DecisionTreeRegressor(criterion='mse', max_depth=2, max_features=None,
                      max_leaf_nodes=None, min_impurity_decrease=0.0,
                      min_impurity_split=None, min_samples_leaf=1,
                      min_samples_split=2, min_weight_fraction_leaf=0.0,
                      presort=False, random_state=42, splitter='best')

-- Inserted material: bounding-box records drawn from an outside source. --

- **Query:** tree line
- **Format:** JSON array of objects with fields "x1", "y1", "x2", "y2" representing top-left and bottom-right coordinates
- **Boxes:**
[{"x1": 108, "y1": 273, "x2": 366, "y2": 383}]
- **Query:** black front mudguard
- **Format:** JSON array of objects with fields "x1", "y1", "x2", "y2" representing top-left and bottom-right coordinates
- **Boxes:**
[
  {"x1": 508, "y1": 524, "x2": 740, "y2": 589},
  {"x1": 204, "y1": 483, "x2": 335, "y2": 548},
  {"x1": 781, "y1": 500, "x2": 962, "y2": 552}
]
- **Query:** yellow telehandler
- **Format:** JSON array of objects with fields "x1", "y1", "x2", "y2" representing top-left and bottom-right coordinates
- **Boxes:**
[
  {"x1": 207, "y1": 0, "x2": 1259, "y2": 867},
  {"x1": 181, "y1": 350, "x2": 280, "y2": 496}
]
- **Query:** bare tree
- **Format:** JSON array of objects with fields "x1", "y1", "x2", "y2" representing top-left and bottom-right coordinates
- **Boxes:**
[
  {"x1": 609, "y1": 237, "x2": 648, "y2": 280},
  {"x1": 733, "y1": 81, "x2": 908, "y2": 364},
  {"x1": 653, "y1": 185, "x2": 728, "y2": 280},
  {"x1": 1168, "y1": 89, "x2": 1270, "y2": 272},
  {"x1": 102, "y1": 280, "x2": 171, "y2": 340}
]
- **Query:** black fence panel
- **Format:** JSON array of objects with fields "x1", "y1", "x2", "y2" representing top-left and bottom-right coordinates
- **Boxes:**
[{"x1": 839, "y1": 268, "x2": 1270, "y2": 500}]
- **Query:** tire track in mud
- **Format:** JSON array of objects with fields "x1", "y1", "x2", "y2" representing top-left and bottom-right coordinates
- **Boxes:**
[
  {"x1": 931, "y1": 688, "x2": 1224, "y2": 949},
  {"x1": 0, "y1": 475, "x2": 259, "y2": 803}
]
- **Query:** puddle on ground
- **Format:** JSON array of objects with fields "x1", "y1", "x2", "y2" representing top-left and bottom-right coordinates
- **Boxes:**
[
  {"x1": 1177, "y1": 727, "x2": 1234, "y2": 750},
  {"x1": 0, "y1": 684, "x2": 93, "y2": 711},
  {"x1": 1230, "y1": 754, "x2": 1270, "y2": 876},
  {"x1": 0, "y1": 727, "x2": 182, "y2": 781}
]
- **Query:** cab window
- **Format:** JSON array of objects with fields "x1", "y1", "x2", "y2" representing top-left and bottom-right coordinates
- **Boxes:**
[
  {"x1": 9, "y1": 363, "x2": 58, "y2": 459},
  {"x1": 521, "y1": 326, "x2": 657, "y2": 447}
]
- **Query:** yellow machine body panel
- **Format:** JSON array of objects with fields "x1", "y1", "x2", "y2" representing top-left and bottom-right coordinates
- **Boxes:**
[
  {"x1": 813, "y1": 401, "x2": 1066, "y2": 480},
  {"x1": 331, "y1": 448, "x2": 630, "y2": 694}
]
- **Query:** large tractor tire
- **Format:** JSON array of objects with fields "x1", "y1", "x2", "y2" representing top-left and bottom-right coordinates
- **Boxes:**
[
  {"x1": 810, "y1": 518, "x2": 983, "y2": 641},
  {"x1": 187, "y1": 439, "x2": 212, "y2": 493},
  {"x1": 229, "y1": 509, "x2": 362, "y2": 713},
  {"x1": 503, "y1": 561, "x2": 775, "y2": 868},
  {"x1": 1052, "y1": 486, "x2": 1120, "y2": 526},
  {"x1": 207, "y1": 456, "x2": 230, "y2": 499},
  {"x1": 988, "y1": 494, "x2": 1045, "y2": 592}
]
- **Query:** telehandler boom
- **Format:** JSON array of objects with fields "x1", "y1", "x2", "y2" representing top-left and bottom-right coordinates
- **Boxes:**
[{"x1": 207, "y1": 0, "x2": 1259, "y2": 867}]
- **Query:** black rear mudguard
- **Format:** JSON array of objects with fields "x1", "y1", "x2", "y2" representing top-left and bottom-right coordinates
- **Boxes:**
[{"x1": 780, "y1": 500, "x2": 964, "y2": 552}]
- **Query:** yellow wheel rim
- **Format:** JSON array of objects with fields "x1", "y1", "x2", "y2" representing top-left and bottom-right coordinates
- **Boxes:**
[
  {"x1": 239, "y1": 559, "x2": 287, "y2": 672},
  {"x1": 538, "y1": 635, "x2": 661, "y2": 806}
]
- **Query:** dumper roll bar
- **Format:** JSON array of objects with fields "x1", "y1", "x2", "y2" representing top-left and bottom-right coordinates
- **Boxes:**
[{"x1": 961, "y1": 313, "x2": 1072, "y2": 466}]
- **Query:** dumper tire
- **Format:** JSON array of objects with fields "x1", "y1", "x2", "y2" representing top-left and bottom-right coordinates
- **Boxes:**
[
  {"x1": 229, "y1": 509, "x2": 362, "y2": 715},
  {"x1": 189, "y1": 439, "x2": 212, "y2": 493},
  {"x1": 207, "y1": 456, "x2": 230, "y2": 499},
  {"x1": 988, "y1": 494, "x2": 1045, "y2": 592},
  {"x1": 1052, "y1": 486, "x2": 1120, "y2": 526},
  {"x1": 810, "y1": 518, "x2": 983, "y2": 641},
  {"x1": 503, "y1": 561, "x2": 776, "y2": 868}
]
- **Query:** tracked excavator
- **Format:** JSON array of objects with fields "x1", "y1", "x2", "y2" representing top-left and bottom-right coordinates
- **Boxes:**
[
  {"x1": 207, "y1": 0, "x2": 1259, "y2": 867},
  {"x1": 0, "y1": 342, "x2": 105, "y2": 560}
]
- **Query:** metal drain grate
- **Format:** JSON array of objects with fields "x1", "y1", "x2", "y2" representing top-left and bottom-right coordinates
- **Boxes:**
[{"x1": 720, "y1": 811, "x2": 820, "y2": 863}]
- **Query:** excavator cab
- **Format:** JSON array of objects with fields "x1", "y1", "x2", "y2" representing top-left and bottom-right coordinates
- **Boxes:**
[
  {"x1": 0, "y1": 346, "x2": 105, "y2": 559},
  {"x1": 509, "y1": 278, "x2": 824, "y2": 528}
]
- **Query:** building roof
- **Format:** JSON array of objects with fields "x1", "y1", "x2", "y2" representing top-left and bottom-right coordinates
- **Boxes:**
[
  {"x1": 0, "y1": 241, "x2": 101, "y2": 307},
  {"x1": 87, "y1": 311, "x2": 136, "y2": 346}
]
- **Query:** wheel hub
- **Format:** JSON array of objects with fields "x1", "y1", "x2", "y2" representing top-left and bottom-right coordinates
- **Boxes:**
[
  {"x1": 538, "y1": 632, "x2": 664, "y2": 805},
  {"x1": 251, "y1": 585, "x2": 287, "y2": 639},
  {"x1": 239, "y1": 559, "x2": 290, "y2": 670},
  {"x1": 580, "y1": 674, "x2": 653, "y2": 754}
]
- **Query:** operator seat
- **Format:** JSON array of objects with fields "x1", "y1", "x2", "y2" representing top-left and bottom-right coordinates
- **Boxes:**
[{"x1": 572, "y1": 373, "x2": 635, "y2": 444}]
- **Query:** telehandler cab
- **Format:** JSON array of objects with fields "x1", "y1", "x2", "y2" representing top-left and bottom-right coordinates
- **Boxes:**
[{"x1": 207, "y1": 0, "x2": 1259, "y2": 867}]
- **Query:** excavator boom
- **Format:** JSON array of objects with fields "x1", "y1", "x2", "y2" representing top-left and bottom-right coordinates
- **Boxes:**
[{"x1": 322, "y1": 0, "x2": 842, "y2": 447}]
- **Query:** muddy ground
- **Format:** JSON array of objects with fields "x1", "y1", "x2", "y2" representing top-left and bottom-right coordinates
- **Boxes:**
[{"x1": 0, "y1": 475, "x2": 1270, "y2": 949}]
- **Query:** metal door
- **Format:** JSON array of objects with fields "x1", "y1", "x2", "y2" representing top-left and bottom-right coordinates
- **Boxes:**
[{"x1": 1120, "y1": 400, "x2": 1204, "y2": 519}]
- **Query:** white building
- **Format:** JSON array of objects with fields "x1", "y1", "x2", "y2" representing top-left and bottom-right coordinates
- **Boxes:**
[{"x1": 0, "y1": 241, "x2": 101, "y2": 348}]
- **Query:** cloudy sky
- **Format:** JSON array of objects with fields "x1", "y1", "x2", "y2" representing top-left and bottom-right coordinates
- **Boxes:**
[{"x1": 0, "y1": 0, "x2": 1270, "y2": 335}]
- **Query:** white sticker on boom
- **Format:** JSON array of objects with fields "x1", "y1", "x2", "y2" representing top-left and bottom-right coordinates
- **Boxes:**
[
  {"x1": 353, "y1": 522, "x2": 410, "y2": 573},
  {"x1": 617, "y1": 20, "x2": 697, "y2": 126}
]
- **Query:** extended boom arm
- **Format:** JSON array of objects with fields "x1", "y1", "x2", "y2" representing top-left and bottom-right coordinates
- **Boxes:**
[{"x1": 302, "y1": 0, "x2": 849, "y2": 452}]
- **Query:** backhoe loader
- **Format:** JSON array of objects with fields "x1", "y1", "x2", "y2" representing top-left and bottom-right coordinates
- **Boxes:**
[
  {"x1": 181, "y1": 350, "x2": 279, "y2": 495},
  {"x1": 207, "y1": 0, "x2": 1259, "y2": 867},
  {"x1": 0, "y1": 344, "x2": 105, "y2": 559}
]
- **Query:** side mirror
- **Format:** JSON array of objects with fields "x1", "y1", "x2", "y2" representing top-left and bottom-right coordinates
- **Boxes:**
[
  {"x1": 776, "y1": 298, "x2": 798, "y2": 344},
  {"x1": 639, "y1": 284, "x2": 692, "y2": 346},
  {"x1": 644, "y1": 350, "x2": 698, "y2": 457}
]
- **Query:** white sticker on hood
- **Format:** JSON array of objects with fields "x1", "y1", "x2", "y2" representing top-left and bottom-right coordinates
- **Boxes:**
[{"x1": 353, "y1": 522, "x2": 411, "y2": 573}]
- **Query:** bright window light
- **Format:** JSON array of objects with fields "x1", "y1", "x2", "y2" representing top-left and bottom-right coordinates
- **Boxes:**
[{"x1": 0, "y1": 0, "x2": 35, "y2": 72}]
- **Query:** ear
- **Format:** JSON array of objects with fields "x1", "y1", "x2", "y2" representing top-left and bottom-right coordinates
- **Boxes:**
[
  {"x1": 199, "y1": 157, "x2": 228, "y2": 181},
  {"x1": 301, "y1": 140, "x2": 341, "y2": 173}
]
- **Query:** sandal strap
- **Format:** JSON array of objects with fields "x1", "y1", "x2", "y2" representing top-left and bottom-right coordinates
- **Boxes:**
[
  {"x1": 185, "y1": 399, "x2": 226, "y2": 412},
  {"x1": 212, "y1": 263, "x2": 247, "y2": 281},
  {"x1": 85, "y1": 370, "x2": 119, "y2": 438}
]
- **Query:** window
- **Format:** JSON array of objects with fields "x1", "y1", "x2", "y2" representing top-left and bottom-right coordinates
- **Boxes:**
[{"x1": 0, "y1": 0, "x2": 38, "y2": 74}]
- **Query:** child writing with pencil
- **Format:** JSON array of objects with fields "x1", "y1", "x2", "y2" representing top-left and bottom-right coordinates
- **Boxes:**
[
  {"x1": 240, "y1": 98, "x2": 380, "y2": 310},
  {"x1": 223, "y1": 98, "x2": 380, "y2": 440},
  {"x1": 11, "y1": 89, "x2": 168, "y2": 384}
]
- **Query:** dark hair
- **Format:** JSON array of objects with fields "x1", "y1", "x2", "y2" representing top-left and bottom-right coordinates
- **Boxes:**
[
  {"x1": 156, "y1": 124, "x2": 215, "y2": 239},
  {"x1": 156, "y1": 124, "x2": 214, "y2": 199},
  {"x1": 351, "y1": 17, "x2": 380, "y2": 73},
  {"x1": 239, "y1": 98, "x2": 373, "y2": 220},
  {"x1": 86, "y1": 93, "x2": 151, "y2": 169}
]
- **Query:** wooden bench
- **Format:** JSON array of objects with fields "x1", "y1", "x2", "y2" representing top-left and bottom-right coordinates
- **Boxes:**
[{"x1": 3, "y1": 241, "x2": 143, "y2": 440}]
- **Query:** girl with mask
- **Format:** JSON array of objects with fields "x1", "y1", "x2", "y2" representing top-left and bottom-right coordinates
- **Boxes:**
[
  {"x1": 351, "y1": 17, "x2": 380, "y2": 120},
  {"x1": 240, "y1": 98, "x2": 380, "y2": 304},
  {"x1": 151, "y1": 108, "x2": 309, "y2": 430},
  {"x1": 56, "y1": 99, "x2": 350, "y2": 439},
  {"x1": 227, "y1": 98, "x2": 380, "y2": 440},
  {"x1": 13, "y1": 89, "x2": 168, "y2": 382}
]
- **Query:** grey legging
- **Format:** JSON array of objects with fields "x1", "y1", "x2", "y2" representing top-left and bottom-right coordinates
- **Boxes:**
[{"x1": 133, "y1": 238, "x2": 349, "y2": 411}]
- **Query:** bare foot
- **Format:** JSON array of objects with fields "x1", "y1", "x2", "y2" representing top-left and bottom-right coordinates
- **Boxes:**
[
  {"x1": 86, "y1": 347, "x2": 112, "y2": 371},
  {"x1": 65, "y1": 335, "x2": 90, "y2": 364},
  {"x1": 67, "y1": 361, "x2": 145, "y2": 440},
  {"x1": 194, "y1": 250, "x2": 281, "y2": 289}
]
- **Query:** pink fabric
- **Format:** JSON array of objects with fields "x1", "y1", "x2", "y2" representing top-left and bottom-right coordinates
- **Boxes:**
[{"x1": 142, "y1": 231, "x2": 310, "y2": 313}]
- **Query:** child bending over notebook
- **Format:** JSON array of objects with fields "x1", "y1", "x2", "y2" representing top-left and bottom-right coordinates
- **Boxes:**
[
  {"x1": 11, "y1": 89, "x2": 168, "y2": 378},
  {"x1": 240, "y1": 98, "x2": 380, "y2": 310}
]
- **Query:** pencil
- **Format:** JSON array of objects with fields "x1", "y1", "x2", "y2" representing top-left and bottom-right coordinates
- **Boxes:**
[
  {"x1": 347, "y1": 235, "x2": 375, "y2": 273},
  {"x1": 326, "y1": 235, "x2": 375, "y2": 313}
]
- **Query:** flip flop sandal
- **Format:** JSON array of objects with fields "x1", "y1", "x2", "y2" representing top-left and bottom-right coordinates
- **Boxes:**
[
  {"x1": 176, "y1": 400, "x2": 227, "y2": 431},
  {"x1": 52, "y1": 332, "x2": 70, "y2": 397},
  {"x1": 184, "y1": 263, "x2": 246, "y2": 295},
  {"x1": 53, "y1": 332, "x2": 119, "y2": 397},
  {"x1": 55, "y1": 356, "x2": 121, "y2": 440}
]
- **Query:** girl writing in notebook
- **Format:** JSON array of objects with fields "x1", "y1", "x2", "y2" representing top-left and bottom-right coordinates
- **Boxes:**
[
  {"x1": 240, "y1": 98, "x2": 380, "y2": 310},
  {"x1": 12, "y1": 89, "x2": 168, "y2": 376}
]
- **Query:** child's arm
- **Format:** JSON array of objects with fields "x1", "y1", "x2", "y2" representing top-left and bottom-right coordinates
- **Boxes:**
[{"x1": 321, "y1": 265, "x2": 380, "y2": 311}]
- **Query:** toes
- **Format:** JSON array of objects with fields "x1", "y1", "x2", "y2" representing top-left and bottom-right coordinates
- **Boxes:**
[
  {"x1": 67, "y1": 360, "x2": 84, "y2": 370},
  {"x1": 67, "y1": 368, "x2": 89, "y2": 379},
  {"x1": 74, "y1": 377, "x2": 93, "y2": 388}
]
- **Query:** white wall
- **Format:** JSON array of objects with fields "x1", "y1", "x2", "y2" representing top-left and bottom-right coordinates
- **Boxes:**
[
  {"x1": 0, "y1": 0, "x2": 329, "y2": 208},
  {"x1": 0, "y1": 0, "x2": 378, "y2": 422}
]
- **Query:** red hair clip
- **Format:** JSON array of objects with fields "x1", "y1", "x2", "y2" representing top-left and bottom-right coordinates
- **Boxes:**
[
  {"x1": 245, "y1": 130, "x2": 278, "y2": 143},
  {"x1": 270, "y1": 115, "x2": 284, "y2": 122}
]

Then we train a third regressor on the residual errors made by the second predictor:

In [13]:
y3 = y2 - tree_reg2.predict(X)
tree_reg3 = DecisionTreeRegressor(max_depth=2) 
tree_reg3.fit(X, y3)

DecisionTreeRegressor(criterion='mse', max_depth=2, max_features=None,
                      max_leaf_nodes=None, min_impurity_decrease=0.0,
                      min_impurity_split=None, min_samples_leaf=1,
                      min_samples_split=2, min_weight_fraction_leaf=0.0,
                      presort=False, random_state=None, splitter='best')

In [14]:
X_new = np.array([[0.8]])
y_pred = sum(tree.predict(X_new) for tree in (tree_reg1, tree_reg2, tree_reg3))
y_pred

array([0.75026781])

In [15]:
from sklearn.ensemble import GradientBoostingRegressor
gbrt = GradientBoostingRegressor(max_depth=2, n_estimators=3, learning_rate=1.0)
gbrt.fit(X, y)

GradientBoostingRegressor(alpha=0.9, criterion='friedman_mse', init=None,
                          learning_rate=1.0, loss='ls', max_depth=2,
                          max_features=None, max_leaf_nodes=None,
                          min_impurity_decrease=0.0, min_impurity_split=None,
                          min_samples_leaf=1, min_samples_split=2,
                          min_weight_fraction_leaf=0.0, n_estimators=3,
                          n_iter_no_change=None, presort='auto',
                          random_state=None, subsample=1.0, tol=0.0001,
                          validation_fraction=0.1, verbose=0, warm_start=False)

# Stacking

Instead of using trivial functions (such as hard voting) to aggregate the predictions of all predictors in an ensemble just train a model to perform this aggregation.

The final predictor which alse is called a blender, or a meta learner takes the predictions from previous predictors as inputs and makes the final prediction.

A common approach to train such blender model is to use a hold-out set, a training set that none of the initial predictors saw.